La chanson lyonnaise réussit partout...sauf à lyon

Nombre de chanteurs sont allés respirer ailleurs pour trouver le succès. Enquête sur un malentendu à l'occasion du retour discographique de deux vieilles gloires, Hubert Mounier et Olivier Angèle, du concert de Rachid Taha à Saint-Priest et de la découverte d'un nouveau venu et déjà parti, Cerino.

Hubert Mounier plaque Cleet Boris
Après avoir claqué la porte, il tourne la page. Sur la pochette d'Affaire Classée, son dernier album, Hubert Mounier tient la dépouille de Cleet Boris par le colback, comme on le fait d'un vieux vêtement. Il revient de loin. La fin de son groupe, L'affaire Louis Trio, a été douloureuse. Lui est parti un peu à la dérive. Une séparation sentimentale. Une dure bataille contre l'alcool. Il vit reclus en Ardèche. Il dit qu'il s'en fout maintenant, qu'il ne court pas après le succès, qu'il veut juste continuer à pouvoir faire la musique qu'il aime. Une musique très colorée, très enrichie, avec des orchestrations généreuses.

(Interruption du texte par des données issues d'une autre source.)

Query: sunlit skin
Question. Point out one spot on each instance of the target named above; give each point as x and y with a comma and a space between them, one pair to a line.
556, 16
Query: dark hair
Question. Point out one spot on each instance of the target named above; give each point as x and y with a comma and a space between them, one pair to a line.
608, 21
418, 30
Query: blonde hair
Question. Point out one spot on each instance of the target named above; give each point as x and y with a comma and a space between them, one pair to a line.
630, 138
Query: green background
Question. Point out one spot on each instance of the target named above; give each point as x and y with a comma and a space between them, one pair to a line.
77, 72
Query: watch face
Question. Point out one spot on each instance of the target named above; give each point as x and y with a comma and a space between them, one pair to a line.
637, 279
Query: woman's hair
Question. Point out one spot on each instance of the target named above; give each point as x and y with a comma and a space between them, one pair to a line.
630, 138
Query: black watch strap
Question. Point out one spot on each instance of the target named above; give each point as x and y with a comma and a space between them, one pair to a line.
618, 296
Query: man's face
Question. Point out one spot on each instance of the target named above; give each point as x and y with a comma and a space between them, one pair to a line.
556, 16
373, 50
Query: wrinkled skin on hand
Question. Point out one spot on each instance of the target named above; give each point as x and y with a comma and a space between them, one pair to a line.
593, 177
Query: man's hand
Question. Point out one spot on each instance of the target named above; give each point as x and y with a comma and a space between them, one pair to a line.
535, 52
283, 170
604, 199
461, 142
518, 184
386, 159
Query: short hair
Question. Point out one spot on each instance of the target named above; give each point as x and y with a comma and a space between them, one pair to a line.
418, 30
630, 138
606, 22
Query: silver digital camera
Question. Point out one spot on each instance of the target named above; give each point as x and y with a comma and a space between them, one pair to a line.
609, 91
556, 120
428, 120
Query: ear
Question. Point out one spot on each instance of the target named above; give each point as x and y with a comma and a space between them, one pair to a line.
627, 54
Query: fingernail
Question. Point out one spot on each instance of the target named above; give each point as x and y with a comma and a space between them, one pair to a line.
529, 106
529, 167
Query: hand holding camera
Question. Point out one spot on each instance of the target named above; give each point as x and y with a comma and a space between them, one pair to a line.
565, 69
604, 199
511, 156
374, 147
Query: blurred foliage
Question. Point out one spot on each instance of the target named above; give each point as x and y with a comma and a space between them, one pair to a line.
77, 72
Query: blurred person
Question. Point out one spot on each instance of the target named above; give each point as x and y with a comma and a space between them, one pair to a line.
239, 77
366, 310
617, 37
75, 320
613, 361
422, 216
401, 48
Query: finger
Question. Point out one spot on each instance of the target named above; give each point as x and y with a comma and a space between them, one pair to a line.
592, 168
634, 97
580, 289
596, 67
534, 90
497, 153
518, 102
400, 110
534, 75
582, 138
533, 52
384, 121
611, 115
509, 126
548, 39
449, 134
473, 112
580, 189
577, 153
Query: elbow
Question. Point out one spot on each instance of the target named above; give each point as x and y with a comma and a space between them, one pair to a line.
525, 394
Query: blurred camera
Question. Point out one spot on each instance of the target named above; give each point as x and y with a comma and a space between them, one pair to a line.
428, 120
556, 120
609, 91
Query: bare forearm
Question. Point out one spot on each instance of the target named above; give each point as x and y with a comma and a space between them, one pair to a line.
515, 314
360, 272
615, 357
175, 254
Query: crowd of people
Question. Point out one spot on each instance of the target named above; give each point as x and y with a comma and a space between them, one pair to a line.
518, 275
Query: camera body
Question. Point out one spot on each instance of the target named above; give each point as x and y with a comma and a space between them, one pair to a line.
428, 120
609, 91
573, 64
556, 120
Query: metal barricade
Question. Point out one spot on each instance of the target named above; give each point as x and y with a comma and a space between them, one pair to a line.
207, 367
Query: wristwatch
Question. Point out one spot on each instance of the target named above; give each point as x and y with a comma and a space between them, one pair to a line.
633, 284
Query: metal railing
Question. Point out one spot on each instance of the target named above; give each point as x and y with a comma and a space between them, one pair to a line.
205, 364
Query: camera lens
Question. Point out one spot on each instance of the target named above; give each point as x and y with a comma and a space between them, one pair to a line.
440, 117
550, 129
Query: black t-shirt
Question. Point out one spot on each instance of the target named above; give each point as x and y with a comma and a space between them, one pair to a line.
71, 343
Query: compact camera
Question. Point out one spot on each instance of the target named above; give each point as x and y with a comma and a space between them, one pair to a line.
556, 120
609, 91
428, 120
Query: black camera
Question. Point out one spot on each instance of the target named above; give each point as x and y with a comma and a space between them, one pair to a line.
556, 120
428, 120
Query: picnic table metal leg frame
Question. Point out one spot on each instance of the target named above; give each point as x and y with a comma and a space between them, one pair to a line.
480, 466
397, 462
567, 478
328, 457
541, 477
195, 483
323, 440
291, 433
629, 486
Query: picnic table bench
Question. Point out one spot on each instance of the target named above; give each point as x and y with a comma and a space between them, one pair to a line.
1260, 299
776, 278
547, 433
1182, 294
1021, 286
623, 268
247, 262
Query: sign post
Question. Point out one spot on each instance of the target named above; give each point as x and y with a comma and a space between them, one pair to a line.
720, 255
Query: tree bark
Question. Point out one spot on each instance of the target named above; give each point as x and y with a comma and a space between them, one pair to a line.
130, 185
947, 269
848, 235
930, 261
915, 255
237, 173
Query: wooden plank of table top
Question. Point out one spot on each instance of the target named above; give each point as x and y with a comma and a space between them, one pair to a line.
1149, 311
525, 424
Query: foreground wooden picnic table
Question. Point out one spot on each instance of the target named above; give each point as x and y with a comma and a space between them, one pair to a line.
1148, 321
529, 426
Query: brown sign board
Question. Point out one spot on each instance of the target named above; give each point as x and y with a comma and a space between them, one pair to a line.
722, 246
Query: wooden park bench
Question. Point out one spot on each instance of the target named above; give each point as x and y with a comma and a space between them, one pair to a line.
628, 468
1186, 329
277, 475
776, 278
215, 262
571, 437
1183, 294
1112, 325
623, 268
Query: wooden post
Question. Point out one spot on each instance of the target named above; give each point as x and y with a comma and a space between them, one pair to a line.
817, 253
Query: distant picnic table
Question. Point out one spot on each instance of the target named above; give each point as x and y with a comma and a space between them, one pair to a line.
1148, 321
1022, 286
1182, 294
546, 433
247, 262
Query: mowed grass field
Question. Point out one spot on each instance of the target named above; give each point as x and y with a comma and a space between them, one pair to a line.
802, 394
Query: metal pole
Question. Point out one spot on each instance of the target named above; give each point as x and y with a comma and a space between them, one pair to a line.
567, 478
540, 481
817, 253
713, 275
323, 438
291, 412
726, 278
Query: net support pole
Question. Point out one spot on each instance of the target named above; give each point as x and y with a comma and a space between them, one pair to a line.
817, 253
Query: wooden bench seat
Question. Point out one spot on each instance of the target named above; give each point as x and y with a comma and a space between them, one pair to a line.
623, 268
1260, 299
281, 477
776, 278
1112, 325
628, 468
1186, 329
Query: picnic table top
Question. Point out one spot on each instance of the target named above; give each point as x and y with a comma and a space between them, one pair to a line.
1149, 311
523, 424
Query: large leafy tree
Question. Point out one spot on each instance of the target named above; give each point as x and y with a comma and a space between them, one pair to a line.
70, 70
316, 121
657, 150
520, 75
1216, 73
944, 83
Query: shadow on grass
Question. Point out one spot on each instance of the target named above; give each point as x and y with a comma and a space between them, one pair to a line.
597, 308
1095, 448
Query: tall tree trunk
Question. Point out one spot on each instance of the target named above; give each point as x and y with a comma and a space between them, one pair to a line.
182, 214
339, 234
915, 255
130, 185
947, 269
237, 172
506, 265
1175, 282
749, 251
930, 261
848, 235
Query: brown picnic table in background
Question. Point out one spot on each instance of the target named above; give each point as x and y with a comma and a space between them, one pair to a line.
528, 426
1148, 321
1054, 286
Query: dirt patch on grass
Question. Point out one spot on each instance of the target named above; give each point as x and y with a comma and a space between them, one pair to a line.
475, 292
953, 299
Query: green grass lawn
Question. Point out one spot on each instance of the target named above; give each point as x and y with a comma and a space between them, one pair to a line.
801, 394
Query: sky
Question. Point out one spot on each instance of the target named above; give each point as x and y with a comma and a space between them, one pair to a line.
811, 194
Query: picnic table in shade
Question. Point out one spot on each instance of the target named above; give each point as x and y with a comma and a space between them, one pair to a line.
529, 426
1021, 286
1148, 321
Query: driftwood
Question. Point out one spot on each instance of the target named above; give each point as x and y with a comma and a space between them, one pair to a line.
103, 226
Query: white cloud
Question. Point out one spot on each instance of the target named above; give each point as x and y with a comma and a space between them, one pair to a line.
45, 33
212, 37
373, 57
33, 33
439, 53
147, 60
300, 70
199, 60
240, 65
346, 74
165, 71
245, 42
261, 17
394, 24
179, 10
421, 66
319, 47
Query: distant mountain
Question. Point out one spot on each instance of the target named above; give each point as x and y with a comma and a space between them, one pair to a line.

Ce disque est une transition. Pour dire que derrière Cleet Boris, il y a Hubert Mounier et qu'il continue. Qu'il prépare un autre album solo sans doute moins noir que les précédents, Grand Huit ou Voyager Léger. Plus apaisé aussi, peut-être. En attendant, il revisite les meilleurs succès de l'Affaire Louis Trio et leur imprime sa marque actuelle, celle d'Hubert Mounier.

Affaire classée, Hubert Mounier
( Universal music)

Interview expresso

Pourquoi reprenez-vous les titres de l'Affaire Louis Trio, vos précédents disques en solo n'ont-ils pas marché ?
Hubert Mounier : Si celui-là me rapporte de l'argent, je ne suis pas contre, mais c'est surtout pour que les gens associent mon nom à des titres qu'ils connaissaient déjà. Hubert Mounier ça ne disait pas beaucoup au grand public. A l'époque de l'Affaire Louis Trio, il me connaissaient sous le nom de Cleet Boris.

Ce sont des versions différentes de vos anciens succès...
Oui mais cela reste ma voix, mes chansons. On retrouve aussi une partie de ce qui faisait le charme du groupe.

Où en êtes-vous sur le plan professionnel ? Vous n'êtes plus à Paris, plus à Lyon ?
Je reste caché à la campagne. Je mène une vie "on ne peut plus tranquille", sans regret des folles années de l'Affaire Louis Trio. Je travaille, je dessine, je compose, et tout ça mis bout à bout, de temps en temps, me donne l'occasion de sortir un disque ou un livre selon l'envie. D'ailleurs, je viens de finir un roman. C'est un livre assez court et assez délirant. Il s'intitule Mon ami Pierreux et devrait sortir courant 2008.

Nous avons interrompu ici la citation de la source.